Of course, coffee, much like many beer styles themselves, can be a matter of personal taste.

Explaining the decision to brew a coffee infused kettle sour, Cloudwater’s Jones says: “I don't really like the typical and prolific Italian dark, roasted coffee. I'm much more a kind of lighter roast guy, and I love interesting acidity profiles in my coffee. Preserving those flavour experiences when mixing it with beer is really important.

“There are some absolutely delicious beers in here that feature coffee in a more roasted flavour, but that is just a little snapshot of the breadth of development that is coming through in the UK brewing scene.

I don't think it will be a big trend; nothing will replace IPA within the next five years

– Matt Curtis, Good Beer Hunting

“People are looking far and wide in terms of how they really showcase ingredients rather than just use them in the traditional or expected way.”

Despite this enthusiasm and growth within the coffee beer sector, there are doubts about whether it will ever be able to break the stranglehold of IPA and lager on the UK brewing scene in the long run. “I don't think it will be a big trend; nothing will replace IPA within the next five years,” Curtis admits.

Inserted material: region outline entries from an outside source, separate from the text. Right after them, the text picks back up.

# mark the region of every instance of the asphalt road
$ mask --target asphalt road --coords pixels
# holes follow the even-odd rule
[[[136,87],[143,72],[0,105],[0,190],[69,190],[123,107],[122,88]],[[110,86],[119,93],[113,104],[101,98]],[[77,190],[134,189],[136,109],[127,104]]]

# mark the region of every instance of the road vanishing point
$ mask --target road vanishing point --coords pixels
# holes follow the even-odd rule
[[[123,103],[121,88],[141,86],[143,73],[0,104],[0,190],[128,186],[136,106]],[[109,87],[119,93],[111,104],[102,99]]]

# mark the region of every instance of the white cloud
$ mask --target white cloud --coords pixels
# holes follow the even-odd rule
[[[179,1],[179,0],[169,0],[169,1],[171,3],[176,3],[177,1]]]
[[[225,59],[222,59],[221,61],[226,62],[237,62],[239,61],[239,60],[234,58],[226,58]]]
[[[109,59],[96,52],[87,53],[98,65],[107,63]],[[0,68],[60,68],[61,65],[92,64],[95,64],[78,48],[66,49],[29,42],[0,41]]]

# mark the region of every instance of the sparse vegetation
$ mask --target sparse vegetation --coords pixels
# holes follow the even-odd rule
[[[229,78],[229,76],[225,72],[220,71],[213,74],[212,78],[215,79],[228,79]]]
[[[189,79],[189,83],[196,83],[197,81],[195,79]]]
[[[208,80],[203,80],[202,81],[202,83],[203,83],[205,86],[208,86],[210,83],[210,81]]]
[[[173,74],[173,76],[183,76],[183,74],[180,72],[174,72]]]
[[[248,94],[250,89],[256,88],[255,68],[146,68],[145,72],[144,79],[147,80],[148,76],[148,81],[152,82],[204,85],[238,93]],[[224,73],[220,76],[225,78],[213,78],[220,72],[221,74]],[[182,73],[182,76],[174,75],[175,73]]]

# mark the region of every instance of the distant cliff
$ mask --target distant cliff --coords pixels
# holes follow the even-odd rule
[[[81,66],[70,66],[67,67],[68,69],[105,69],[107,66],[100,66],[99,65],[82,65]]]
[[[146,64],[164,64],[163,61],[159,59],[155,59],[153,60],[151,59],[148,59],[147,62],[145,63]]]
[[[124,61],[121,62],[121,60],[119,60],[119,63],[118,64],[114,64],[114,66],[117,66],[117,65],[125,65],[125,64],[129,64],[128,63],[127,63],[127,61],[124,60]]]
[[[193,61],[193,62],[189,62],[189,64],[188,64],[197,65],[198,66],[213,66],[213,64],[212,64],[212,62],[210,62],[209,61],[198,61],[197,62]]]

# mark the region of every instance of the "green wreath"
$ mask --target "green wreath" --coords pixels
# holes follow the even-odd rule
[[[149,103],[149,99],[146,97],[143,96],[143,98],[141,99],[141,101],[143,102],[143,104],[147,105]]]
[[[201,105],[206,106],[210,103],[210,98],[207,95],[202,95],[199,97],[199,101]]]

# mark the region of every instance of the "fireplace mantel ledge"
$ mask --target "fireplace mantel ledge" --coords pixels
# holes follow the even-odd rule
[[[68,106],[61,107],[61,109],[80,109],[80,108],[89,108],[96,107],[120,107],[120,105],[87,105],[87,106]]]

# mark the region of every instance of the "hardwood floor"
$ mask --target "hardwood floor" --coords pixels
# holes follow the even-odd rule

“But what I think we will see is better coffee beers.  A great example is Magic Rock's Common Grounds. That's a core beer for them, they produce it on cask, in keg and in can.

“I'd love to see a coffee lager or sour go mainstream, but at the moment I think it is more a case of about seeing it as another addition that is a little bit different to water, malt, hops and yeast. It's a way of expanding horizons for brewers and consumers.”